Another one again was on the appropriation art, where we represented Fondazione La Biennale di Venezia against an artist that was challenging the copying of his archive to create another satiric work that was exhibited at the Venice biennale.  We also won the case on satire/parody grounds.

Then, we were involved in a number of cases involving fake artworks, many times carrying on investigation at international level to reveal the frauds.


What is your personal attitude to appropriation art – is it a new movement or a copyright infringement?

- It depends on the purpose. If the purpose is to say something completely different, to make a parody of a preexisting work, then of course it is a matter of freedom of expression. However, if it is a commercial duplication without any additional meaning, just to take advantage of the creativity of others, this is an infringement. What differentiates mere copying from appropriation art is that there should be a significant change in meaning from the original, appropriated work.


Are there provisions in Italian law allowing for similar exceptions as a fair use doctrine in the USA does?

- We do not have a law on fair use in most of the European continental countries, but we have other arguments that can be used to obtain similar results. One is actually the exception of parody that, even if it is not actually mentioned in the law, is considered a general principle recognized even by Italian constitution as a form of freedom of expression. Most cases in the USA, like the ones with lawsuits against Jeff Koons, Richard Prince and others, were judged on the basis of the fair use exception, whereas in Europe they were judged mainly based on the parody defense.
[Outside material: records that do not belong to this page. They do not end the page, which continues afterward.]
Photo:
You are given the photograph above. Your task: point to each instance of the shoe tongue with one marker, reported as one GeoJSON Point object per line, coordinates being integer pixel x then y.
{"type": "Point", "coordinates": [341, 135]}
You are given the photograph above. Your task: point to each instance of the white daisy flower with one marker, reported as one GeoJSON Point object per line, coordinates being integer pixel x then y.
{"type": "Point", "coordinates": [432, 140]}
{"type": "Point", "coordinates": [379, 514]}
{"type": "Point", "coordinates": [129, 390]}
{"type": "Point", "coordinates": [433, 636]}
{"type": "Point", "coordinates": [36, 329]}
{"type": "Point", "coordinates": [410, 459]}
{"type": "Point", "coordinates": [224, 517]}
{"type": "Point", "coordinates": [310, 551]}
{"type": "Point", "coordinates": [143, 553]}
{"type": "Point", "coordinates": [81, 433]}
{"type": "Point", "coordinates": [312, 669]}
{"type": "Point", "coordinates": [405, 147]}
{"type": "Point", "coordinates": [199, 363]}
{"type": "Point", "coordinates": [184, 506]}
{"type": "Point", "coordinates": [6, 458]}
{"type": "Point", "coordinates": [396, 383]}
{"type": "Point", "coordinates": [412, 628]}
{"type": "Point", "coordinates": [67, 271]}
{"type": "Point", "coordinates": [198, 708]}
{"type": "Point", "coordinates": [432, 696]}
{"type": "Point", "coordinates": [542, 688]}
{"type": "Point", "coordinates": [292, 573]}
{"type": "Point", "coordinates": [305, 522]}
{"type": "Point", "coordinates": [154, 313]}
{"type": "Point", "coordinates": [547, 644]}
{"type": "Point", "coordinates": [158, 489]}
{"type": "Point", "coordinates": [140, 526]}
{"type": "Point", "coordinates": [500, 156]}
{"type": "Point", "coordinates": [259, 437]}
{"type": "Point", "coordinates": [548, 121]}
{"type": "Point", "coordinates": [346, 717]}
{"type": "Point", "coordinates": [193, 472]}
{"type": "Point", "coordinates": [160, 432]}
You mentioned Giacometti and his work inspired by the people coming from concentration camps. What is the Italian attitude toward the restitution of artworks to the heirs of Holocaust victims? Are these cases common to Italy?

I was involved in some of these cases, advising foreign clients which were involved in restitution cases in the USA, where some legal issues under Italian law were involved. However, the art looting in the Nazi area did not really generate any case in Italy, as far as I know, the Jewish community decided to go over that time and there were almost no cases brought by Italian families for Holocaust related art looting.

Otherwise, Italy is very active in reclaiming the return of art objects which were excavated or exported illegally. Here I advised many foreign institutions on return claims made by the Italian State.


How do you evaluate the current standing of the Italian art market?

- The Italian market, because of the very strict rules contained in our Cultural Heritage Code and high taxation is actually is very limited. Estimate of the Italian art market is between 300-500 M euros per year, that accounts to about 1% of the world art market.

What we see is that there is very limited interest for the mid market, it is sort of abandoned. Typically, it was the area where bourgeois collectors were buying artworks, lets say between 20k and 200K euros, and currently it is suffering because of the prolongated economic crisis. The market still exists for very cheap artworks, which are not much of an investment in art, but more an investment in decoration. Then, not in Italy but at international level, there is still a very strong market for important artworks, from 200K euros and more, especially for the works that are worth millions.